Reducing Broadcasts
Broadcasts
Broadcasts occur when a node requests additional information from another node. This adds parallelism (a good thing) but can also add noise/congestion. Removing unnecessary or unhelpful broadcasts via schema or query changes can be beneficial to the system as a whole.
Index distribution that is not optimal can decrease performance by introducing unwanted broadcasts. Unnecessary broadcasts increase network traffic and resource contention, both of which degrade performance.
Detecting Broadcasts
Xpand's Query Plan Cache (QPC) stores statistics for recently run queries. Use this query to identify statements that recently used extensive broadcasts.
sql> SELECT statement, broadcasts, exec_ms, counts, rows_read FROM system.qpc_queries ORDER BY broadcasts DESC LIMIT 5\G; |
Using ALLNODES to Reduce Broadcasts
Tables that have replicas on all nodes will not require broadcasts to other nodes to obtain data. This is especially helpful when small tables are joined to larger tables.
ALLNODES is best used for tables that meet the following criteria:
Relatively small (Table Size < 10MiB)
Written to infrequently (Write Frequency < 1K)
Read from frequently (Read Frequency > 1M)
Used frequently in joins to other, larger tables (e.g. metadata, lookup tables)

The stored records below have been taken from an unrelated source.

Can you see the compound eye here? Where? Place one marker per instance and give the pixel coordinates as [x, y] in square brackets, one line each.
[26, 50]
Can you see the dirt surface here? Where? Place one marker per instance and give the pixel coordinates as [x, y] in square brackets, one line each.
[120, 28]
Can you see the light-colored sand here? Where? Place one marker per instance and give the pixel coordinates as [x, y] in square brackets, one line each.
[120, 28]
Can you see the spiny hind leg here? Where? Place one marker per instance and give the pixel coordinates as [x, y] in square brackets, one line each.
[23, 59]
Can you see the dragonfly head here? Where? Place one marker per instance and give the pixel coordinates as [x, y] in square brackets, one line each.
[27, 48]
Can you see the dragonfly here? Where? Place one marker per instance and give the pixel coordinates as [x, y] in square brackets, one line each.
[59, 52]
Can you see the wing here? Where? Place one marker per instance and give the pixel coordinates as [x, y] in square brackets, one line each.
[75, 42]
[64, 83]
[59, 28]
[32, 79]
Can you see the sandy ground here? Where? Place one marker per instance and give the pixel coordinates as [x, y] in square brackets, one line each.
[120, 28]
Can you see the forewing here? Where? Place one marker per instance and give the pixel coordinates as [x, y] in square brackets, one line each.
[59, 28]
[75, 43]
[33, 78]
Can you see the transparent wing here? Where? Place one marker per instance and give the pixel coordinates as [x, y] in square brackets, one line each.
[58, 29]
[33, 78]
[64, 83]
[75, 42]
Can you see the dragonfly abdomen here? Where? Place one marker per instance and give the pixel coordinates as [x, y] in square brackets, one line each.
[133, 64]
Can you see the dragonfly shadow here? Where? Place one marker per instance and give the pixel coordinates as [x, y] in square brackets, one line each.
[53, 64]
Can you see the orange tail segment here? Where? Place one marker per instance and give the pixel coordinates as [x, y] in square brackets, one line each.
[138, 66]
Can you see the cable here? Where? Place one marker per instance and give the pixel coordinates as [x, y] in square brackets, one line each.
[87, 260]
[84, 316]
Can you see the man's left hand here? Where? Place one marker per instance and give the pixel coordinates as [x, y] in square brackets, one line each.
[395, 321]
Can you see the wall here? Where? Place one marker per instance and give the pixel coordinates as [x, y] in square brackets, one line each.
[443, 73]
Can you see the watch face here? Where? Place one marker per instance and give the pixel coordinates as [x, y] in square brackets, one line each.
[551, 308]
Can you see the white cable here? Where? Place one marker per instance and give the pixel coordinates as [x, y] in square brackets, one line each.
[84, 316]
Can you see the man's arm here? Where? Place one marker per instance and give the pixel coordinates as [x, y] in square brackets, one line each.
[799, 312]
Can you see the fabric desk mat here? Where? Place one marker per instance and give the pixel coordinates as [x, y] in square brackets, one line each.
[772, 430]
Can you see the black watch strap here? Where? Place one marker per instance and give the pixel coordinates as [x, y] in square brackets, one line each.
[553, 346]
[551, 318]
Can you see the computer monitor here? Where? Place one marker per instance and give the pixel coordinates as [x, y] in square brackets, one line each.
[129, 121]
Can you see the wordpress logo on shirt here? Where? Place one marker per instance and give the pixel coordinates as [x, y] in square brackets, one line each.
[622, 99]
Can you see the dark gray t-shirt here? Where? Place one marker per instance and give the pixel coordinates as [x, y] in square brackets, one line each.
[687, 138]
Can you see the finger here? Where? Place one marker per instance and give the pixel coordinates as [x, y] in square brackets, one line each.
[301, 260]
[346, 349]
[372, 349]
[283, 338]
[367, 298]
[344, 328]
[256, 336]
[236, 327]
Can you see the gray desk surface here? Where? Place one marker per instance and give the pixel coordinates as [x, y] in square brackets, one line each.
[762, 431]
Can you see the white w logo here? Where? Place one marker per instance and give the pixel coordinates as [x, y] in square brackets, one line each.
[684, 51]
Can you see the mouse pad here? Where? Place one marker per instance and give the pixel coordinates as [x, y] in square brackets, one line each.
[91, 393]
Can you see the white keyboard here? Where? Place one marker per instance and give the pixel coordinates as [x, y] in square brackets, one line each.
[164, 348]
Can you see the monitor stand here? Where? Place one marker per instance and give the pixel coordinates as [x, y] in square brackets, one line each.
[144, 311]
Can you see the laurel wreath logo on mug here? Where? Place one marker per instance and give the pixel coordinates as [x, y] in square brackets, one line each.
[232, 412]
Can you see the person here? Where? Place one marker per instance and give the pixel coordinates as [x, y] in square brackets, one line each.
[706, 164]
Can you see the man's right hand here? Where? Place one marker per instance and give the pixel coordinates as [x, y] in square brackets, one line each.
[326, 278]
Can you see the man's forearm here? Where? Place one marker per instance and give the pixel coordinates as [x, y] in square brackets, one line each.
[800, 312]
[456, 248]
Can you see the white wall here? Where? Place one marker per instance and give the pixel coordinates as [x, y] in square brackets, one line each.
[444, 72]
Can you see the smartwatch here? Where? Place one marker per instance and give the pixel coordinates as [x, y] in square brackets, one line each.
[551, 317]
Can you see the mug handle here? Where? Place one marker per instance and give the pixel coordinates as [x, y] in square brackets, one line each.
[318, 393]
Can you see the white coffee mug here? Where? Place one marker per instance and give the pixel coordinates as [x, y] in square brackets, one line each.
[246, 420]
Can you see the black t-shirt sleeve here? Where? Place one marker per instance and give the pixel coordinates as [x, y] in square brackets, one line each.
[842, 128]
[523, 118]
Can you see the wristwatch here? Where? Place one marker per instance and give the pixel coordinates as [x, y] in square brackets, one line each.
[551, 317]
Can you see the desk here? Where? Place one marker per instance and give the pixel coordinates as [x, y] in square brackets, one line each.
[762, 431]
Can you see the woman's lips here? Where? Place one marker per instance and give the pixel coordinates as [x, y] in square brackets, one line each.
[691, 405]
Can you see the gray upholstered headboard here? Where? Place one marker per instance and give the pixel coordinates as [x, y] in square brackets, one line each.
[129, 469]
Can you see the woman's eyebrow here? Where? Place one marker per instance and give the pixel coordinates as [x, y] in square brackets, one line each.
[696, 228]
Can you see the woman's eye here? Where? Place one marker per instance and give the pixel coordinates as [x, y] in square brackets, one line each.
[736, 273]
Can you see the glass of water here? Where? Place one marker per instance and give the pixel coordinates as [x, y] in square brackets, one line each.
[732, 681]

ALLNODES should not be used for:
Tables that take frequent writes
Partitioned tables
Identifying Potential ALLNODES Tables
sql> SELECT `database`, `table`, reads, writes, bytes FROM (SELECT `database`, `table`, Sum(reads) AS reads, Sum(inserts) + Sum(deletes) + Sum(replaces) AS writes, Sum(bytes) AS bytes, Count(DISTINCT( `index` )) AS paths, Count(DISTINCT( slice )) AS slices, Count(DISTINCT( replica )) AS replicas FROM system.container_stats cs JOIN system.table_replicas tr ON cs.replica = tr.replica GROUP BY 1, 2) AS a WHERE bytes < 10 * 1024 * 1024 AND writes < 1000 AND reads > 1000000 AND slices > paths ORDER BY 1, 2; |
Modifying a Table to be ALLNODES
sql> ALTER TABLE foo.bar REPLICAS=ALLNODES; |
Changing Index Distribution to Reduce Broadcasts
With multi-column indexes having distribution greater than one, there can be a benefit to reducing the distribution in some instances:
- Distribution is > the number of columns - Change distribution to the number of columns (or to one)
- Indexes that have mostly unique initial columns - Consider reducing distribution if unnecessary broadcasts are being performed.
- EXPLAIN queries that use an index and look for stream_combine, which is usually necessary following a broadcast.
Clustrix recommends making these changes during off-peak hours or during a maintenance window.